Independent – June 20, 2005: Elders fight to keep land; Peabody opponent says elderly suffer from stress disorder By Kathy Helms
Din? Bureau

[A] group of residents who turned out Saturday at Forest Lake Chapter for a meeting on the C-aquifer, which possibly will be used to replace the higher-quality N-aquifer water Peabody now uses to slurry coal to Mohave Generating Station in Nevada.

Peabody [Coal Company] hopes to expand its operation and increase its water usage. Residents want running water in their homes. They say they’re tired of giving up their resources and getting little in return. …

Paulinos’ home is located near Peabody’s Kayenta mine, and the strip-mine operation is headed south, in her direction.
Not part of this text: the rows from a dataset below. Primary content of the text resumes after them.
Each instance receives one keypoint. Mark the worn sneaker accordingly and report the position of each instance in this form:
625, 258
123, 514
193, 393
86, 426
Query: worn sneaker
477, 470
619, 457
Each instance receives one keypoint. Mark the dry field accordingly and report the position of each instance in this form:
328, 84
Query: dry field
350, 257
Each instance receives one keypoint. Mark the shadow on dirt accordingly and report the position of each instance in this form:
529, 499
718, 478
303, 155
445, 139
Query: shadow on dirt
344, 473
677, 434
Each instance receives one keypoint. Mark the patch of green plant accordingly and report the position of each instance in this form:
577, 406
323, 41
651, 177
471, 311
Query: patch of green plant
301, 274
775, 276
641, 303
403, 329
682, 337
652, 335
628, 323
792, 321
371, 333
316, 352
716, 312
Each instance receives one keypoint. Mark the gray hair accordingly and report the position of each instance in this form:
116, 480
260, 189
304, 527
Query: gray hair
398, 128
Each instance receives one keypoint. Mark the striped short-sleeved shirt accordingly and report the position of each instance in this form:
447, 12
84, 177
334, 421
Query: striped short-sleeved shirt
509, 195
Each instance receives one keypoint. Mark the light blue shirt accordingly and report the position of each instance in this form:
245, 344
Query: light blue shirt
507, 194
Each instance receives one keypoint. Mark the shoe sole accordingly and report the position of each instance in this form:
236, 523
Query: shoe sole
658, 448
She said she used to hear blasting, but that has now stopped. She said the ground shook also.

“There’s a lot of blasting damage that does occur to the houses up there,” Benally said. “During the public hearing here, one of the guys that had been relocated from HPL (Hopi Partitioned Land) said the relocation home they got from the Hopi land dispute was already getting cracks.

“Historically, Peabody said that a lot of the cracks in floors of the houses were because of the poor construction of the homes. Now, these are government-built homes and Peabody-built homes and they’re experiencing the same problems.”

Paul Clark of Black Mesa works at the mine. Even so, he takes issue with how the Navajo Nation and its people have been compensated for their coal. He said that years back, Peabody was paying “12-1/2 cents for anything that they get under from the earth. Then they wanted to raise up 7 more cents, saying, ‘Now, I’m going to pay you 20 cents. I’ll pay you 20 cents for this coal a ton.’ ”

“Then people agreed and didn’t know anything about the prices like that, whether it was fair or not. That’s how Peabody tricked the Navajo,” Clark said.

Be sure to note the insanity of using water in the Four Corners desert to create a slurry of coal so as to simplify pumping it hundreds of miles. And you thought Big Oil was destroying the region.

Here’s where someone snidely asks, “Are your lights on? Do you drive a car?” I’m still entitled to my outrage (and regret) at what we are doing to our world on the cheap. mjh

And Daddy won’t you take me back to Muhlenberg county,
Down by the Green River, where Paradise lay.
“Well I’m sorry, my son, but you’re too late in askin’.”
“Mr. Peabody’s coal train has hauled it away.”